"A person's ability is limited, but a team's strength is unlimited", this sentence is vividly reflected in the software development in the real world. For complex tasks, people use teamwork strategies to solve them. But does the same pattern apply in the AI world?
In April this year, the team of Professor Li Ge of Peking University proposed a new self-collaboration (self-collaboration) model . It allows multiple large models to play different roles and form a software development team without human participation. Through the cooperation and interaction between large models, the entire software development process can be completed autonomously, even including some complex code generation tasks.

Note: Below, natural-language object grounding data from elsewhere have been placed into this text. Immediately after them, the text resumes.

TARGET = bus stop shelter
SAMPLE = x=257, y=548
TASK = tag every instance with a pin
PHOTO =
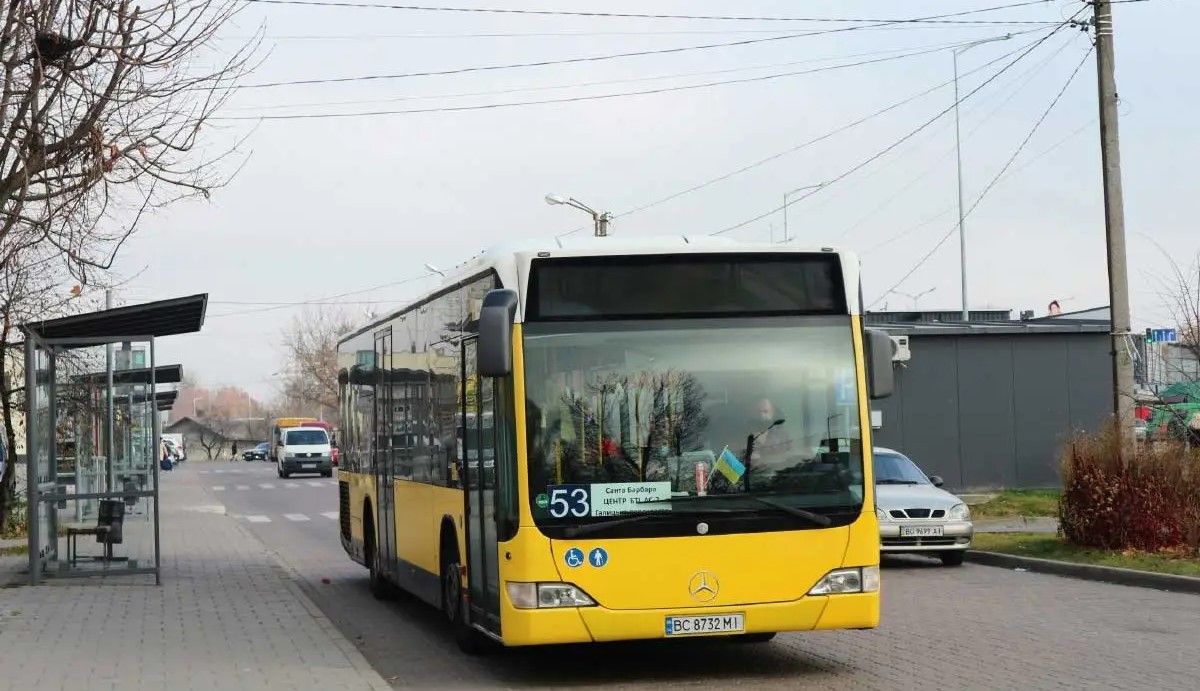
x=93, y=437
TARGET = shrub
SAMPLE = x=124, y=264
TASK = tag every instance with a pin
x=1149, y=500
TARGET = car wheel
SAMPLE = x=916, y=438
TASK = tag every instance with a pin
x=953, y=558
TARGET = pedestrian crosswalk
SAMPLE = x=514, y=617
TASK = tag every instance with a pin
x=292, y=517
x=293, y=485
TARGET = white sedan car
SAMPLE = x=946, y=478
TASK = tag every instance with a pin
x=916, y=516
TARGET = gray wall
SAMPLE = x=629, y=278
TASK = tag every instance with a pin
x=987, y=410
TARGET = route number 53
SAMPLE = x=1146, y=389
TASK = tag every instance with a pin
x=569, y=500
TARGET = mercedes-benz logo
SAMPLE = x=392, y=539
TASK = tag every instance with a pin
x=703, y=586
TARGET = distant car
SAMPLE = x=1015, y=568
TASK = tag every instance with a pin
x=916, y=516
x=257, y=454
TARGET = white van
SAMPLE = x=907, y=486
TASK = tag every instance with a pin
x=303, y=450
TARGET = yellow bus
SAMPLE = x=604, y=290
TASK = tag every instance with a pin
x=621, y=439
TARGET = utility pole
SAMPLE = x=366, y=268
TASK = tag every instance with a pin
x=958, y=150
x=1114, y=223
x=109, y=414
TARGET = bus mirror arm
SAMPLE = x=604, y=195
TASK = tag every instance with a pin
x=880, y=374
x=496, y=317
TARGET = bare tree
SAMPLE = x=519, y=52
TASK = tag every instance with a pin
x=1182, y=298
x=211, y=439
x=310, y=346
x=102, y=103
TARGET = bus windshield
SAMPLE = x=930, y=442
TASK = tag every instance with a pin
x=305, y=437
x=691, y=416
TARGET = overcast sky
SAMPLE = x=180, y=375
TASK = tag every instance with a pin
x=328, y=206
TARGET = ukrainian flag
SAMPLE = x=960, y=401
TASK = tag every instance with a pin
x=730, y=466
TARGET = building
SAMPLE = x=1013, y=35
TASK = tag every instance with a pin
x=989, y=404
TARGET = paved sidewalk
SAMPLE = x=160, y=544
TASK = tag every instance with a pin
x=1017, y=524
x=227, y=616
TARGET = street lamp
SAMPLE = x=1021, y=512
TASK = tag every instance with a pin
x=958, y=151
x=599, y=218
x=916, y=299
x=786, y=194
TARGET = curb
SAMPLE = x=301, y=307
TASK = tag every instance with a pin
x=1169, y=582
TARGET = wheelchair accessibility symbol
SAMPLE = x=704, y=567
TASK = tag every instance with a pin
x=574, y=558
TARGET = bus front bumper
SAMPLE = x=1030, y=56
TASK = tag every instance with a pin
x=599, y=624
x=307, y=466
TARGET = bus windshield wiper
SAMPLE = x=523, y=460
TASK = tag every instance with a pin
x=810, y=516
x=588, y=528
x=793, y=510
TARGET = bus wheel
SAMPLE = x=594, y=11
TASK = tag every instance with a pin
x=754, y=638
x=376, y=583
x=468, y=640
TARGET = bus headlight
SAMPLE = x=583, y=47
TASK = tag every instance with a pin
x=841, y=581
x=547, y=595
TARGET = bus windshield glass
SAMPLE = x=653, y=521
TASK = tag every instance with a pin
x=646, y=425
x=305, y=437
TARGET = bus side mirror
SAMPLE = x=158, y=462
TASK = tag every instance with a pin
x=495, y=349
x=880, y=376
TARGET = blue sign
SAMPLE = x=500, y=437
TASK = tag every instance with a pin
x=598, y=557
x=1165, y=335
x=574, y=558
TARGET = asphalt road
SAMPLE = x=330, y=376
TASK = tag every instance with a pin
x=971, y=626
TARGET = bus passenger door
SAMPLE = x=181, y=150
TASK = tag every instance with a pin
x=384, y=463
x=479, y=487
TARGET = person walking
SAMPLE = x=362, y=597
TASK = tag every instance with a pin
x=165, y=461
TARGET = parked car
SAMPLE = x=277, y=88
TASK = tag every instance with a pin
x=916, y=515
x=257, y=454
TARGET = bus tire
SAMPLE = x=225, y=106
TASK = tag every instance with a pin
x=454, y=606
x=376, y=582
x=754, y=637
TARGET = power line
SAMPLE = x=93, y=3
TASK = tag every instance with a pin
x=892, y=146
x=421, y=35
x=569, y=60
x=327, y=300
x=994, y=180
x=577, y=98
x=1031, y=161
x=941, y=18
x=799, y=146
x=598, y=83
x=1021, y=82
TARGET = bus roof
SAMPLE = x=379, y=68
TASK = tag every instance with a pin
x=510, y=260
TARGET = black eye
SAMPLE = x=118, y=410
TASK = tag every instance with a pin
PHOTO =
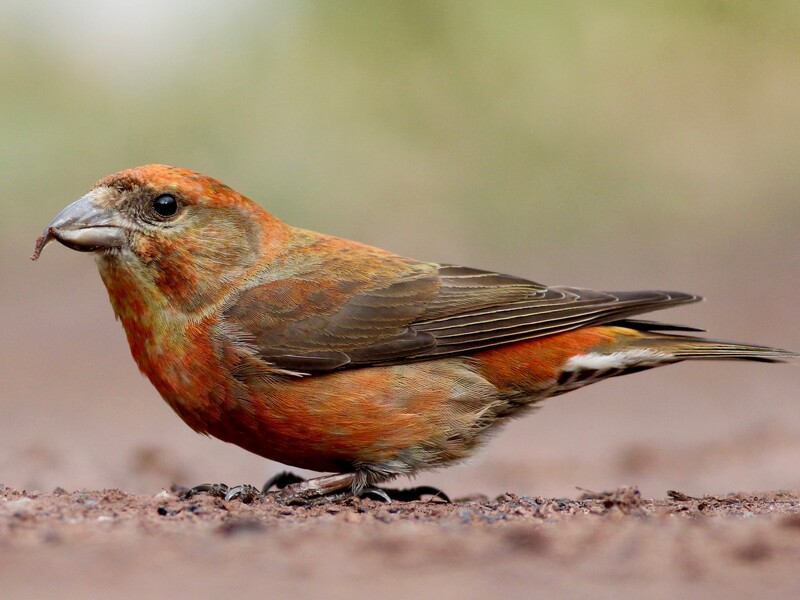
x=165, y=205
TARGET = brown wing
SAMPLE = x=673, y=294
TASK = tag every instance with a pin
x=431, y=311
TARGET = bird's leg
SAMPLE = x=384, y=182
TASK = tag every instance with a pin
x=330, y=487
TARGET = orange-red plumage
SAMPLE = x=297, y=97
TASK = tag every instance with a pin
x=332, y=355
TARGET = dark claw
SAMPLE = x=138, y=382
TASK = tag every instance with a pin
x=417, y=493
x=280, y=481
x=218, y=490
x=376, y=493
x=245, y=493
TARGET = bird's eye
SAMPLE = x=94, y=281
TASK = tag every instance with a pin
x=165, y=205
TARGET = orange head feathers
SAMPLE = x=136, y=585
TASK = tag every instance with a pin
x=332, y=355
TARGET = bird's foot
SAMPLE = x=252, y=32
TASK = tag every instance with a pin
x=294, y=490
x=290, y=489
x=245, y=493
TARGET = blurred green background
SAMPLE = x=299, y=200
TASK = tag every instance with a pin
x=611, y=144
x=515, y=127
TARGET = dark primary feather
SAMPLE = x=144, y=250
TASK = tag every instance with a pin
x=443, y=311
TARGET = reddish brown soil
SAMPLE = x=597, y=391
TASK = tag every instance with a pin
x=112, y=544
x=75, y=413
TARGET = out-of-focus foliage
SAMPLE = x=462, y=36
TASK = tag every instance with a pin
x=408, y=123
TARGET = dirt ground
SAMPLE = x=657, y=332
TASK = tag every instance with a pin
x=75, y=414
x=112, y=544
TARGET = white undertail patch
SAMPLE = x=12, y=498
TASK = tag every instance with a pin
x=594, y=361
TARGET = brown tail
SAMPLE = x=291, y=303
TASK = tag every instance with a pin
x=682, y=347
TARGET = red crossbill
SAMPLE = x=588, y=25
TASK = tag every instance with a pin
x=334, y=356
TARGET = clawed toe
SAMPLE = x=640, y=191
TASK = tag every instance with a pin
x=290, y=489
x=281, y=480
x=244, y=493
x=416, y=493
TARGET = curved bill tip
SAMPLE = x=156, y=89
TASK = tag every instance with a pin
x=41, y=242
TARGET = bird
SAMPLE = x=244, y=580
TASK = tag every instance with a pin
x=338, y=357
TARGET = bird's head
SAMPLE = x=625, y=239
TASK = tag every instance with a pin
x=184, y=233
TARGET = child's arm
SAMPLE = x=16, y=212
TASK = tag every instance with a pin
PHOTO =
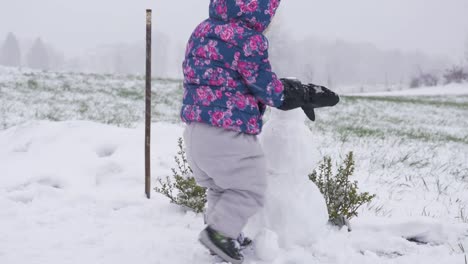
x=255, y=69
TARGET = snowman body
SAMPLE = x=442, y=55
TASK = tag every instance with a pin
x=294, y=210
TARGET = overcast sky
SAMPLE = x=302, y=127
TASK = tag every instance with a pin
x=433, y=26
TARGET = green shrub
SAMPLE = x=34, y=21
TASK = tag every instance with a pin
x=341, y=195
x=181, y=188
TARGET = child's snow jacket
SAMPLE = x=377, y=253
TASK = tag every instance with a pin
x=227, y=75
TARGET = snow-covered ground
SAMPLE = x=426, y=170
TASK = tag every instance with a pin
x=72, y=191
x=449, y=89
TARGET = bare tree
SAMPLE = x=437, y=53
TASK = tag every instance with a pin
x=38, y=58
x=10, y=54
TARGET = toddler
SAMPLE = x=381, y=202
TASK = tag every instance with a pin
x=228, y=82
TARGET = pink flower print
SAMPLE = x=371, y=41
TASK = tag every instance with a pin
x=217, y=116
x=189, y=48
x=219, y=94
x=252, y=121
x=221, y=8
x=201, y=93
x=205, y=96
x=227, y=123
x=277, y=86
x=203, y=30
x=248, y=70
x=272, y=6
x=250, y=7
x=192, y=113
x=226, y=32
x=255, y=44
x=209, y=51
x=232, y=83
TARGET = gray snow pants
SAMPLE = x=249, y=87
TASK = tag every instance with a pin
x=232, y=166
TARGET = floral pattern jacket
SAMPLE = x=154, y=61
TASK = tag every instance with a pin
x=228, y=80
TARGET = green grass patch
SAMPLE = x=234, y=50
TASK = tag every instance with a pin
x=430, y=101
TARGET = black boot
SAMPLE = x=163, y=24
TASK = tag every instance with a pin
x=226, y=248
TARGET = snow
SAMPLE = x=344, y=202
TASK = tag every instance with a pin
x=289, y=159
x=449, y=89
x=72, y=191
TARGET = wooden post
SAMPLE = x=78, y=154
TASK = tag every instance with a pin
x=148, y=107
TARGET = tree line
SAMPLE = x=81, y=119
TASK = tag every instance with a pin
x=38, y=56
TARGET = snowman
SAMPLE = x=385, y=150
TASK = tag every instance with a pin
x=295, y=212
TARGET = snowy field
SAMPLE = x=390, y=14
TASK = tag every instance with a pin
x=71, y=175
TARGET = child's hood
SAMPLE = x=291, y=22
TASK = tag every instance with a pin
x=256, y=14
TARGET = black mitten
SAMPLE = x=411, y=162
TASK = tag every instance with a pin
x=306, y=96
x=309, y=111
x=293, y=94
x=320, y=96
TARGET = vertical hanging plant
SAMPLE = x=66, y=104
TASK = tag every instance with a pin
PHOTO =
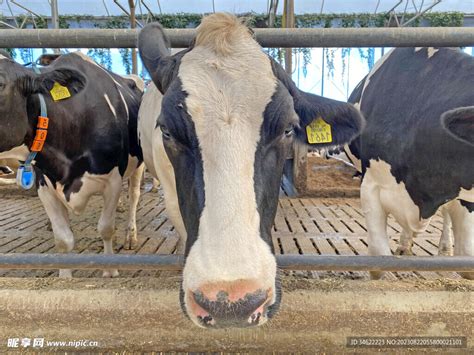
x=26, y=55
x=126, y=55
x=330, y=54
x=345, y=52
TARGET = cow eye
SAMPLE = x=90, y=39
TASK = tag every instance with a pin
x=290, y=130
x=164, y=132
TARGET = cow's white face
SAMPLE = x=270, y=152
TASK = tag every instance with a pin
x=229, y=116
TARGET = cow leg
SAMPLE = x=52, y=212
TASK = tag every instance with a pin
x=59, y=218
x=463, y=230
x=406, y=243
x=134, y=183
x=106, y=226
x=376, y=220
x=446, y=240
x=155, y=185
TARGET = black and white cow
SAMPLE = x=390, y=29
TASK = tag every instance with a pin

Paper link: https://arxiv.org/pdf/2304.07590.pdf
Paper publication time: 2023/4/15
Although large language models (referred to as: large models) have demonstrated amazing capabilities in code generation, there are still challenges in handling complex tasks. In the real software development process, people usually solve complex tasks through the strategy of collaborative teamwork, which can significantly control the complexity of development and improve the quality of software.
Inspired by this, the researchers propose a self-collaboration framework for code generation using large models. Specifically, through role instructions, 1) multiple large-scale language models play different "expert" roles, each model is responsible for handling a specific subtask in a complex task; 2) specify the way of cooperation and interaction, so that different roles form A virtual team that helps each other get the job done, eventually working together on code generation tasks without human intervention.
In order to effectively organize and manage this virtual team, the researchers cleverly integrated the waterfall model in the software development methodology into the framework, and formed a basic team consisting of three ChatGPT roles (namely analyst, programmer and tester) , implement the analysis, coding, and testing phases of the software development process.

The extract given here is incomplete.